Many people apply for personal loans. They use the money for various purposes like home renovations, celebrating major milestones, or going on a well-deserved break. Personal loans are also helpful in consolidating high-interest debts, which is why more people are applying for them instead of using credit cards.
But before you start applying for a personal loan, you need to understand what it is and what it can do for you. Here are some crucial facts about personal loans and how to maximize their advantage.
What are Personal Loans?
Applying for a personal loan means you will try to borrow a specified sum of money from lenders like a credit union or a bank.
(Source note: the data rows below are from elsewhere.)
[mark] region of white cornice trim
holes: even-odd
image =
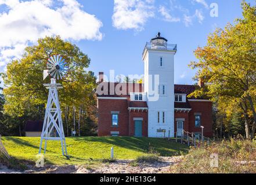
[[[97,97],[98,99],[127,99],[126,97]]]
[[[187,108],[174,108],[174,110],[175,111],[190,111],[192,109],[187,109]]]
[[[209,99],[188,99],[190,102],[211,102],[211,101]]]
Unlike mortgages that you may use to purchase a home or an auto loan for vehicle financing, personal loans are for various reasons like paying for medical bills or tuition fees, buying large appliances or other household items, or debt consolidation.
Also, the repayment for a personal loan is different from paying your credit card bills, and you must pay instalments with fixed amounts over a specific time frame until the debt is fully reimbursed.
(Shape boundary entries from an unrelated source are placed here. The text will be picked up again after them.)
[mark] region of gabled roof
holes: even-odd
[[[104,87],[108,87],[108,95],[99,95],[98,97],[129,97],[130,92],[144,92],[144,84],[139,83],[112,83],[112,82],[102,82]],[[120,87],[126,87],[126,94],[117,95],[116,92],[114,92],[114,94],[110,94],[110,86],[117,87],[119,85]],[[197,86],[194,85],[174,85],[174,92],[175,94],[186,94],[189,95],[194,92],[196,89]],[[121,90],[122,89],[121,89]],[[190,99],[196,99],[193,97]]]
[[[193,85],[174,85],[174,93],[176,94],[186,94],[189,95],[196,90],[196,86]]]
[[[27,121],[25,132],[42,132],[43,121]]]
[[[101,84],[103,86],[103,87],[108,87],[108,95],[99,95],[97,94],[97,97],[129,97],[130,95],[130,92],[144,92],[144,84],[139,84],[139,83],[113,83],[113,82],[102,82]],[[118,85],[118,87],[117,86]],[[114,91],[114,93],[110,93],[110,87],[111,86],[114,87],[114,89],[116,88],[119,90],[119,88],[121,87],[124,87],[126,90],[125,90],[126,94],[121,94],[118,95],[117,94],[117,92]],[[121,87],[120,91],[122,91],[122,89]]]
What are the Types of Personal Loan
You can send an application for a personal loan by choosing among these types.
- Secured personal loan – These loans are supported by collateral, including a closing disclosure (CD) or a savings account. If you fail to pay your obligations, the lender can claim any of your assets to serve as payment for your loan.
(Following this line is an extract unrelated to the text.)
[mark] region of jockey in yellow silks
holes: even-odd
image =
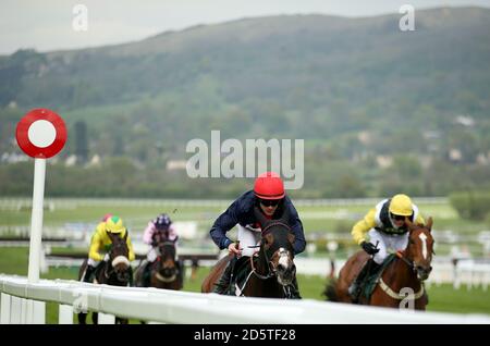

- Unsecured personal loan – It is the kind of loan that does not require collateral. Instead, the lender will require you to submit paperwork showing your financial history to check if you are qualified for the loan. However, this loan may come with a higher interest rate.
Where to Apply for a Personal Loan
Financial institutions like banks are usually the most preferred places to get a loan. But there are other types of institutions that offer these loans, including credit unions, peer-to-peer lenders, online lenders, and consumer finance companies. If you want to apply for a personal loan with a lower interest rate, try Homefield Credit Union or any other credit union that offers personal loans.
However, you need to ensure that your lender has a legitimate operation. Before submitting your application, you can check if the lender is registered with the Australian Securities and Investments Commission (ASIC).
How to Apply for a Personal Loan
Lenders and financial institutions will require loan applicants to undergo a process before approval. The procedures include submitting a credit report and meeting the required credit score. For example, if you have a higher credit score, the lender might grant you a loan with more favorable interest rates and better loan terms. But if you have a lower credit score, they might require you to repay the loan with a higher interest rate.
The financial institutions may also evaluate your debt-to-income ratio (DTI). It will allow them to check the total sum of your debt every month compared to the amount you earn. You can also check your DTI by yourself by getting the average of recurring monthly loans and dividing it by your total gross monthly income.
Getting a personal loan can be advantageous if you need help in various finances. But you must prepare all the necessary documents to get approval from financial institutions. Most importantly, it is essential to prepare yourself to repay all your loans to avoid getting low credit scores in the future.